In the mirror-glasses, Hendrik saw tiny reflections. His own image was held in one lens, the horseman's in the other.
"Thou must make sacrifice, Hendrik," the Ute said.
Hendrik had been made to kill women and children. He had been made to do worse things than that.
The horseman did not avert his eyes from the Ute. The smoke was almost cleared now.
If Hendrik shot the Ute, would the slate be wiped clean? Was this the sacrifice that was truly demanded?
"On three," the horseman said. His voice was strong, unwavering. The Ute nodded assent.
"One," the Ute said.
Hendrik sighted on the horseman.
"Two," the stranger said.
Hendrik sighted on the Ute.
"Three," Hendrik said, firing…
XI
Three shots sounded at the same instant.
The Ute's black hat flew off, a dash of blood appearing at his temple, smearing into his hair. Two wounds flowered in the stranger's chest.
Hendrik had shot the horseman. His choice was made. It had been made for a long time. He had only deluded himself that things were other than they were.
The Ute lowered his rifle. He did not touch a hand to his wound. A tear of blood ran under his unharmed spectacles and dropped from his cheek.
The horseman staggered, arms out. He looked at the gouting holes in his shirt and dropped his gun. His knees gave way and he fell back in the stubble.
Hendrik had no idea who the stranger was.
The Ute did not make a move to reload his rifle. He stood tall, fires dead around him.
The stranger's horse nosed the dead ground.
Hendrik walked across the ashes and looked at the fallen man. Wounds still pumped and eyes still fluttered. He was alive.
"You're fast," the horseman said, through blood. "Faster'n him," he indicated the Ute. "I'd have holed his evil eye, broke his damn mirrors, only you got me fust."
Hendrik cocked his Colt again and took aim on the stranger's left eye. The horseman was unafraid.
"Finish the sacrifice, Hendrik," said the Ute.
Hendrik looked across at the Ute. He was walking away to rejoin the war party. Hendrik had no idea who the Ute was either, but the man with the mirror glasses believed he owned Hendrik Shatner.
That might not be entirely true.
Hendrik pulled the trigger and put a bullet in the ground by the horseman's head. Dirt kicked and the stranger lay still, holding his wounds.
"Done," Hendrik called out.
The horseman, stilled, looked up with clear, shocked eyes. He must be in great pain, but he might alive. And the Ute might live to regret his assumptions.
"Mighty fine shooting, pilgrim," the horseman whispered.
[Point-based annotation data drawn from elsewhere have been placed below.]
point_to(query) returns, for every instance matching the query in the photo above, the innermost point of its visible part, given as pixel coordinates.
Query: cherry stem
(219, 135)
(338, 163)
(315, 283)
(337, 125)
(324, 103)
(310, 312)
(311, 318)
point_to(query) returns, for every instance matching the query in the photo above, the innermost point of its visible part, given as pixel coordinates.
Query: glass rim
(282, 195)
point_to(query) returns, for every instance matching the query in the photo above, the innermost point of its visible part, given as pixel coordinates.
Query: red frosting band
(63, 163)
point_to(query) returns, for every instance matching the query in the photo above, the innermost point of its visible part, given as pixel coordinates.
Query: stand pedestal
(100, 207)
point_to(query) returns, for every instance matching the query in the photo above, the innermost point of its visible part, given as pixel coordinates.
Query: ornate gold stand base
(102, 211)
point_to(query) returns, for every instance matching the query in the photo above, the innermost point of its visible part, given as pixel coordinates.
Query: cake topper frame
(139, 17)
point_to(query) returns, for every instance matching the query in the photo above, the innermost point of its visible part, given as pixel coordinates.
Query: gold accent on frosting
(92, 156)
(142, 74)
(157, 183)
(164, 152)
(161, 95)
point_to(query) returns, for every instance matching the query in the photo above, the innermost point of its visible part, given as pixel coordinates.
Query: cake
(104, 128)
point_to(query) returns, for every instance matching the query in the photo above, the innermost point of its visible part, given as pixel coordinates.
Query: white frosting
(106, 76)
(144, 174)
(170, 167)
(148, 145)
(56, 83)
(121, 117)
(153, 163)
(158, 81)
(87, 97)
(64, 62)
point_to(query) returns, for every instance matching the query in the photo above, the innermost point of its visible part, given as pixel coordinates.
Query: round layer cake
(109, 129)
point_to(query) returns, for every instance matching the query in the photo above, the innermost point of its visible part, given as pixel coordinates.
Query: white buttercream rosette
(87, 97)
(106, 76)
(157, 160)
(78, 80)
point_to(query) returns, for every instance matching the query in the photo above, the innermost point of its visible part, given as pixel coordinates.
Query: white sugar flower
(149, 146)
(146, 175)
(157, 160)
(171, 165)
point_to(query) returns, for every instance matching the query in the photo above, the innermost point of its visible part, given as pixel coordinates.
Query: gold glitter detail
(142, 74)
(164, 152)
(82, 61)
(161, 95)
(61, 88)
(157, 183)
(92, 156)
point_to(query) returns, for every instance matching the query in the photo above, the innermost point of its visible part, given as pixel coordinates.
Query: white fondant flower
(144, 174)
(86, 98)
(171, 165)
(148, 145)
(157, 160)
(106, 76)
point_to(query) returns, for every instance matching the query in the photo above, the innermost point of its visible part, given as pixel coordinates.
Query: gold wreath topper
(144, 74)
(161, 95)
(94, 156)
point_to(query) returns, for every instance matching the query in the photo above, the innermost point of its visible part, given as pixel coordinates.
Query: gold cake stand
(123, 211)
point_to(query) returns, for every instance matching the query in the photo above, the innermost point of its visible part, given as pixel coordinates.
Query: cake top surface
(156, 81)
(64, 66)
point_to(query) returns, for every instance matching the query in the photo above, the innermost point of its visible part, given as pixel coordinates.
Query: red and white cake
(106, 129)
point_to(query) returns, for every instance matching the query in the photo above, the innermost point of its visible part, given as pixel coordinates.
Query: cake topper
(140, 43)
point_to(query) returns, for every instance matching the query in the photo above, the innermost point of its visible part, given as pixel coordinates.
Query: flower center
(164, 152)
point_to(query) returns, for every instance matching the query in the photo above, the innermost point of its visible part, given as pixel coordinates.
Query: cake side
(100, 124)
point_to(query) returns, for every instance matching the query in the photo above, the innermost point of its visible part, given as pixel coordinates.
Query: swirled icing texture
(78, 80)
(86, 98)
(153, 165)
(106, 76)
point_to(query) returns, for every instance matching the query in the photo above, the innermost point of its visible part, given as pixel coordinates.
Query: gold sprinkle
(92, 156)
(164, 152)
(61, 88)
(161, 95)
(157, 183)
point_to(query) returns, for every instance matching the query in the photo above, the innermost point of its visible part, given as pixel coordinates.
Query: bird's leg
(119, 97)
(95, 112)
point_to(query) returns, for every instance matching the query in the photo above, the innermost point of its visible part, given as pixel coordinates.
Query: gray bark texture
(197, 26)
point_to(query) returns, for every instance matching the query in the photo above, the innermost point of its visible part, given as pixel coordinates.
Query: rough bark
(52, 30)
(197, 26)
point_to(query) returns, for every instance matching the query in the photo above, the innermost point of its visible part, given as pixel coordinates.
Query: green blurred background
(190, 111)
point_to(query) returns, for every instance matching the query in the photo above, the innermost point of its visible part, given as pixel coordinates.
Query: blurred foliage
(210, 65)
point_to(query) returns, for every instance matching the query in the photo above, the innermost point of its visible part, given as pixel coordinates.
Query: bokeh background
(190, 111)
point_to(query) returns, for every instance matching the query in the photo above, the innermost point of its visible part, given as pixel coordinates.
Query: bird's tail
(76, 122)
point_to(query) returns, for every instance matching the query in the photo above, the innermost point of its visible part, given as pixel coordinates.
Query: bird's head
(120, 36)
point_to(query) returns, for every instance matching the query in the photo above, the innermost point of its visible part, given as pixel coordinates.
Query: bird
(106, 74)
Hendrik Shatner holstered his Colt and walked away from the man he had not killed.
Brother Clegg had his horse ready. Hendrik mounted up. The Paiute had left to make their own way home. Hendrik looked at the faces of the elect, smeared with paint and smoke and blood. They were solemn, but held no regret.
The war party rode away from New Canaan, not talking among themselves, not looking back. Someone, not Hendrik, began "The Path of Joseph". Soon, all the riders were singing the hymn. The sun crawled higher into the morning sky.
THE BOOK OF MARILYN
I
Trooper Kirby Yorke, United States Road Cavalry, shot a glance at the route indicator on the dash. The red cruiser blip was dead centre of the mapscreen, green-lines scrolling past. The ve-hickle's inboard computer hooked up with Gazetteer, the constantly updated federal map and almanac. Geostationary weather and spy satellites downloaded intelligence into the electronic notice board.
The patrol had just crossed the old state line and was heading up to a ghost place that had once been called Kanab. Through the armaplas sunshade wraparound, the rocks and sand of Kanab, Utah, could as well be the sand and rocks of Boaz, New Mexico, Shawnee, Oklahoma or most anywhere in the Des.